2.1. « Retourner à la terre » : un projet pour soi et pour contribuer positivement à l’environnement
Le « retour à la terre » ne vise plus à « bâtir les fondements d’une société et d’un homme nouveaux » (Rouvière, 2015 : 33) mais correspond plutôt à un moyen de changer de vie, que ce soit pour vivre en cohérence avec ses idéaux, pour réaliser un désir d’autonomie ou pour évoluer dans un emploi jugé porteur de sens. Il s’agit, dans mon terrain de recherche, d’une population plutôt diplômée, qui peut être issue de milieux sociaux favorisés ou exerçant une profession à haut revenu. Comme dans l’enquête de Geneviève Pruvost (2013) sur les modes de vie alternatifs, il est surtout question, pour les « néo-agriculteurs », d’effectuer un virage volontaire pour réajuster l’activité professionnelle en fonction de leurs idéaux.
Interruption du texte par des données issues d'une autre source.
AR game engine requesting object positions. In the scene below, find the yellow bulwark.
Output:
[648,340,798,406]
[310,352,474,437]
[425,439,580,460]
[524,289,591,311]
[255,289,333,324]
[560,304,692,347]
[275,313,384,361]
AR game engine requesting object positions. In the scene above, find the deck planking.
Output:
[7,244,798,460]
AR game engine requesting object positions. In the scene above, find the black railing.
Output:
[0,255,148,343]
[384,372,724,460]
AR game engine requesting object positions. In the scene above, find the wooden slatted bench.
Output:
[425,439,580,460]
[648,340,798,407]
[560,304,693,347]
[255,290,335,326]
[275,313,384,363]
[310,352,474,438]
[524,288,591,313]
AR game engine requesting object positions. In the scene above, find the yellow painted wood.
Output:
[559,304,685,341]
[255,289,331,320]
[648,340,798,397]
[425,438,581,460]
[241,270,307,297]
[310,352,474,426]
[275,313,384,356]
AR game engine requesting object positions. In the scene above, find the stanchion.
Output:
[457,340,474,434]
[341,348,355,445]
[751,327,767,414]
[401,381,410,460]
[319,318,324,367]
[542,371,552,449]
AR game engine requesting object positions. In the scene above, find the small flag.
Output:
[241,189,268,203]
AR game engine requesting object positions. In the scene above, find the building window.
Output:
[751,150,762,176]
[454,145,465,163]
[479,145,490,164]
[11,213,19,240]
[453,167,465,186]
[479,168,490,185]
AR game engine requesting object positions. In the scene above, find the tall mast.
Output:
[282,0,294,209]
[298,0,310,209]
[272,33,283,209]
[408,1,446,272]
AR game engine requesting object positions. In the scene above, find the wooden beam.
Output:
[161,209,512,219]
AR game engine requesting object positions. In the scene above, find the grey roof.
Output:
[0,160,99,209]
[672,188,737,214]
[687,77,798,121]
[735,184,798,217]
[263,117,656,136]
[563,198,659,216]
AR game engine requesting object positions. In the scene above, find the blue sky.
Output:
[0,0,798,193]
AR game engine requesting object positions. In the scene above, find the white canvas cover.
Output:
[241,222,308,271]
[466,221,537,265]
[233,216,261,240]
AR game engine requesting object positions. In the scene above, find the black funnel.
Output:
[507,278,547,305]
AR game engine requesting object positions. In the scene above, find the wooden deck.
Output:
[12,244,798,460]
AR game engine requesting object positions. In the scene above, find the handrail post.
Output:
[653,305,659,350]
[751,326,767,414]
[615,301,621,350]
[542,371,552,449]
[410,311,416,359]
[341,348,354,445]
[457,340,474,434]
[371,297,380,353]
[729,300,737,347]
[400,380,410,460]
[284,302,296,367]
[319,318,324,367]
Les projets communautaires de l’époque sont devenus des projets plus individuels, réalisés en solo, en famille ou entre amis. Le parcours de ces nouveaux venus montre en effet que l’agriculture prend l’expression d’un projet « pour soi », réalisé après une trajectoire professionnelle antérieure « par défaut » généralement suivie de façon passive. La reconversion correspond ainsi à une reconquête de l’existence : le projet agricole se manifeste comme le moyen de changer de vie, de reprendre en main son destin et de réaliser son désir d’indépendance. Plutôt que de reprendre une exploitation existante, les « néo-agriculteurs » rencontrés privilégient ainsi la création d’entreprise afin de mettre sur pied leur désir d’autonomie.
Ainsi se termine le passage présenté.